A U.S. expert is investigating an outbreak of food poisoning in Thailand after a finding that the bacteria that caused it is the same type used in the production of biological weapons, officials said Tuesday.
Last week, 143 people suffered stomach pains, vomiting and muscle weakness after eating fermented bamboo shoots at a temple fair in the northern Thai province of Nan , and 39 remain in critical condition, said Prajaya Boonyawongwiroje of the Public Health Ministry.
An expert from the U.S. Center for Disease Control and Prevention is in Nan to investigate the outbreak and has brought 50 doses of anti-toxin serum, said Prajaya, the ministry's acting permanent secretary. Britain and Canada also have sent serum.
The serum is used to cure botulism, a form of food poisoning caused by the clostridium botulinum bacteria, one of several types also used in biological weapons. Severe cases of botulism can be fatal.

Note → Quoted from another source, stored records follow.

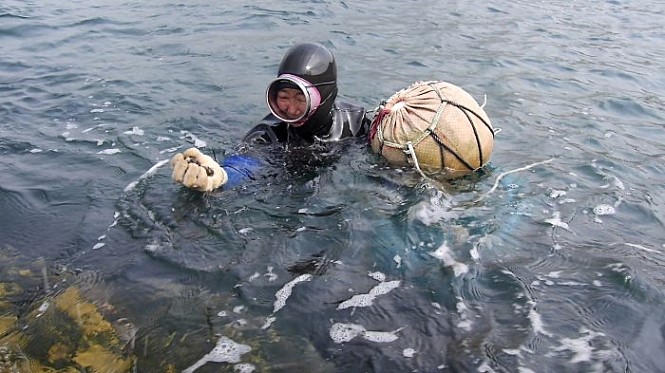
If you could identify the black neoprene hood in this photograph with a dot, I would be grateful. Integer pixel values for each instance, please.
(316, 64)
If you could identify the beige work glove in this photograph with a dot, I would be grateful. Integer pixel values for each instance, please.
(197, 171)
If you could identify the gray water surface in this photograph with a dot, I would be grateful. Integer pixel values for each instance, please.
(346, 265)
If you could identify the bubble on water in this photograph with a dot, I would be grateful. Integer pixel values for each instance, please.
(444, 254)
(380, 337)
(134, 131)
(244, 368)
(366, 300)
(398, 260)
(604, 209)
(378, 276)
(285, 292)
(228, 351)
(341, 333)
(557, 193)
(109, 151)
(556, 221)
(268, 323)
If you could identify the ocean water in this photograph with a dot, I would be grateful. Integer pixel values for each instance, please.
(550, 261)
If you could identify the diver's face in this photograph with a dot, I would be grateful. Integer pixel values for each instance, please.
(291, 103)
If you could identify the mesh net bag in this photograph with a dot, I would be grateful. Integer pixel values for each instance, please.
(435, 127)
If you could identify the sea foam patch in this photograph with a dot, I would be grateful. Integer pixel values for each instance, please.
(444, 254)
(366, 300)
(340, 333)
(285, 292)
(226, 351)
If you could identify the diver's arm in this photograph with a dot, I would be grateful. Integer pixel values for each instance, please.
(241, 168)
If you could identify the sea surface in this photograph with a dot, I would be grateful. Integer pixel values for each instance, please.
(551, 260)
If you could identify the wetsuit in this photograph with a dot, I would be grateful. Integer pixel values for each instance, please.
(329, 121)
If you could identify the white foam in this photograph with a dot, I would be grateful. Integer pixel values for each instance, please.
(134, 131)
(110, 151)
(269, 321)
(380, 337)
(398, 260)
(444, 254)
(378, 276)
(366, 300)
(556, 221)
(148, 173)
(285, 292)
(226, 351)
(244, 368)
(640, 247)
(557, 193)
(604, 209)
(340, 333)
(408, 352)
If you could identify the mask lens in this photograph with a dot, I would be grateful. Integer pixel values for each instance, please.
(292, 99)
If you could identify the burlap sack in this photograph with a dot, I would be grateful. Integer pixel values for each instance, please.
(434, 126)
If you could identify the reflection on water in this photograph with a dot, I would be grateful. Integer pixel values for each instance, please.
(340, 265)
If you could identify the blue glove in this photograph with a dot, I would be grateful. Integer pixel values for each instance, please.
(240, 168)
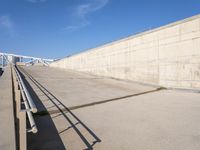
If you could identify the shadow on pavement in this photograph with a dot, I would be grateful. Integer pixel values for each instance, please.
(44, 135)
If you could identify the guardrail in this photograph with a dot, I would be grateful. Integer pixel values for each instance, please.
(24, 109)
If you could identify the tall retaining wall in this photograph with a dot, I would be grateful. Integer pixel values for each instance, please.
(167, 56)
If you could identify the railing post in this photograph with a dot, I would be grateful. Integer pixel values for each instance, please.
(22, 130)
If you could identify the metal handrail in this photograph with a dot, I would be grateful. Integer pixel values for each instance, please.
(28, 102)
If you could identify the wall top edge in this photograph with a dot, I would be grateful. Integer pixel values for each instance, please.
(136, 35)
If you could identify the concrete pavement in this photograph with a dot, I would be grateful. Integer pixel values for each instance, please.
(7, 128)
(154, 120)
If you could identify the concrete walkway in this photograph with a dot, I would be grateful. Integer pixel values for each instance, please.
(7, 128)
(134, 117)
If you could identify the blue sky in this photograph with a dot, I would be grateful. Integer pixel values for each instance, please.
(58, 28)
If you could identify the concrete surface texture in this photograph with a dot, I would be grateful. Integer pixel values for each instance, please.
(168, 56)
(7, 128)
(147, 118)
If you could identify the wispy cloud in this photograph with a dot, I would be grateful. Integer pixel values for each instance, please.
(36, 1)
(5, 22)
(82, 11)
(7, 25)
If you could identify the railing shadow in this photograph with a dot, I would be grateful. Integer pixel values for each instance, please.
(47, 132)
(59, 105)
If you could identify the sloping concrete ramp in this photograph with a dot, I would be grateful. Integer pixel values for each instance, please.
(80, 111)
(7, 128)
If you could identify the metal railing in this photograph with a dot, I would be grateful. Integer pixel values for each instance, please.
(24, 109)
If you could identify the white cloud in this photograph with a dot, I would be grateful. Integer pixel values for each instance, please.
(5, 22)
(82, 11)
(36, 1)
(7, 25)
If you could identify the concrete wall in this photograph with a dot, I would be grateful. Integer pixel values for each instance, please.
(168, 56)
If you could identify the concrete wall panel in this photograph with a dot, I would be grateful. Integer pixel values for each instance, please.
(168, 56)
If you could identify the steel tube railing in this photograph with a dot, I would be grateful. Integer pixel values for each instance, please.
(24, 89)
(28, 102)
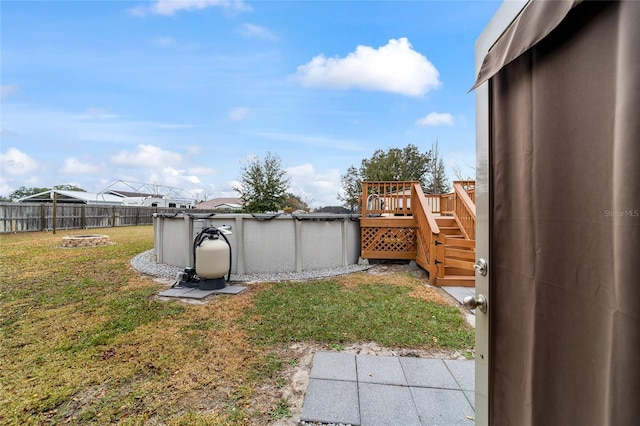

Thai officials have given no indication that the food poisoning originated from anything else but contaminated food. Cases of botulism are reported in Thailand and across the world each year. The first laboratory-confirmed outbreak of botulism in Thailand was also in the north in 1998, and traced to home-canned bamboo shoots.
Thai officials say U.S. health experts are eager to study such outbreaks of botulism to strengthen preparedness for biological weapons attacks in the United States .
The Thai Cabinet on Tuesday approved a 33 million baht (US$851,000, 701,000 euros) emergency budget to help the victims of the latest outbreak. About half of it will go for the purchase of anti-toxin serum, Prime Minister Thaksin Shinawatra told reporters after the meeting, reports the AP.